England and Wales have marked a new era in which heterosexual couples can choose to have a civil partnership instead of a marriage.
The change, mandated by Britain’s Supreme Court last year, took effect Tuesday. The groundbreaking case had been brought by Rebecca Steinfeld and Charles Keidan, who were among the first to form a civil partnership under the new rules.
They were joined by their two children for the partnership formed at the Kensington and Chelsea Register Office in central London.
Steinfeld, 38, called it “a unique, special and personal moment for us” that had been “rooted in our desire to formalize our relationship in a more modern way, focus on equality and mutual respect.”
The new rules means that mixed-sex couples can opt for a civil partnership that will give them similar rights as married couples, including marriage allowance tax relief, inheritance tax exemption, and joint parental responsibility for children.

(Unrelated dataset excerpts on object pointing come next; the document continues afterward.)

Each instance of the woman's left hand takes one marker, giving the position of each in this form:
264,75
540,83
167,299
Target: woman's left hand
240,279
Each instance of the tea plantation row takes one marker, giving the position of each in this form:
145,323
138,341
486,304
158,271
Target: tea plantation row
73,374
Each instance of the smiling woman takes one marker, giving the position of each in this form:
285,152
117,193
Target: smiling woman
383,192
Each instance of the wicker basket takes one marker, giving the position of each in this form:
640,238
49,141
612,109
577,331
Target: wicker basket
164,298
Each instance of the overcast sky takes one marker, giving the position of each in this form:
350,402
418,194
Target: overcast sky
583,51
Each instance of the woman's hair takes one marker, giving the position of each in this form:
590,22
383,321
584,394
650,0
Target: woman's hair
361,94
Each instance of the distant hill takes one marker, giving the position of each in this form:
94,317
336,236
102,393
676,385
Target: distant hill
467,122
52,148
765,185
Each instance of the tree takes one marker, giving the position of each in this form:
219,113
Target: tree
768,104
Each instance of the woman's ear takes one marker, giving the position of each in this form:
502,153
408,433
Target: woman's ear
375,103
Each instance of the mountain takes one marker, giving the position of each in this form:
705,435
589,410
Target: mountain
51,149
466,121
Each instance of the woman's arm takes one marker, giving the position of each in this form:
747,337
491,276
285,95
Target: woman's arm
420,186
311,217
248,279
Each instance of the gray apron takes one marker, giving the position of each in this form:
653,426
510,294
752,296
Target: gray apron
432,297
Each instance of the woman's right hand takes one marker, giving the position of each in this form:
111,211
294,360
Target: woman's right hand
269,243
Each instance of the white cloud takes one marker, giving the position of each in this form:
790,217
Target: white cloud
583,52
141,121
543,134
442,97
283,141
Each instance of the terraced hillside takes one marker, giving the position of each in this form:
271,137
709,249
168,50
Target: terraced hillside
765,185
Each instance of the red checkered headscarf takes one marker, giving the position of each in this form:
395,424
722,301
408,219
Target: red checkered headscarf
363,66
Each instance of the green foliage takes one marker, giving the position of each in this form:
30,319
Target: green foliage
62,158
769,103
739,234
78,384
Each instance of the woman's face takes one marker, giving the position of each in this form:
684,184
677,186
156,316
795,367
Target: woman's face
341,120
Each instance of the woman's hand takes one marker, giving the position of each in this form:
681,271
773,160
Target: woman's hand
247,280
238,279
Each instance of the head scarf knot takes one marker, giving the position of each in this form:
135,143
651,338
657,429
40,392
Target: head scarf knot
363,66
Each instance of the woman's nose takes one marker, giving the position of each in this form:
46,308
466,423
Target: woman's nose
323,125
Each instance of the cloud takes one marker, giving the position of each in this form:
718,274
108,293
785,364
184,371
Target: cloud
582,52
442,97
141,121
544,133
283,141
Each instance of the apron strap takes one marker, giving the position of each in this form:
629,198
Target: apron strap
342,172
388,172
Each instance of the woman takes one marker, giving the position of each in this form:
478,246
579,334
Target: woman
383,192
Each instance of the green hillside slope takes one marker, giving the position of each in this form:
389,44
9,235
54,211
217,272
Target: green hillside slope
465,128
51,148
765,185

It is expected to be an attractive option for couples who believe marriage gives men the upper hand and also by couples who don’t want any religious element in their union.
The Supreme Court ruling means that civil partnerships, which have been available to same-sex couples since 2005, will be available to everyone.
Advocates of the change argued successfully in court that to deny heterosexual couples the same options available to same-sex couples amounted to discrimination. Steinfeld and Keidan lost their bid in a lower court, but triumphed at the Supreme Court.
“Against all odds, we succeeded in a legal battle against the government and then, they did what we asked for all along,” said Keidan, 43.
He said the long legal battle had taken its toll on the couple’s mental health and strained their relationship.
Same-sex couples have been allowed to marry in England, Scotland and Wales since 2014. Same-sex marriages will be allowed for the first time in Northern Ireland early next year.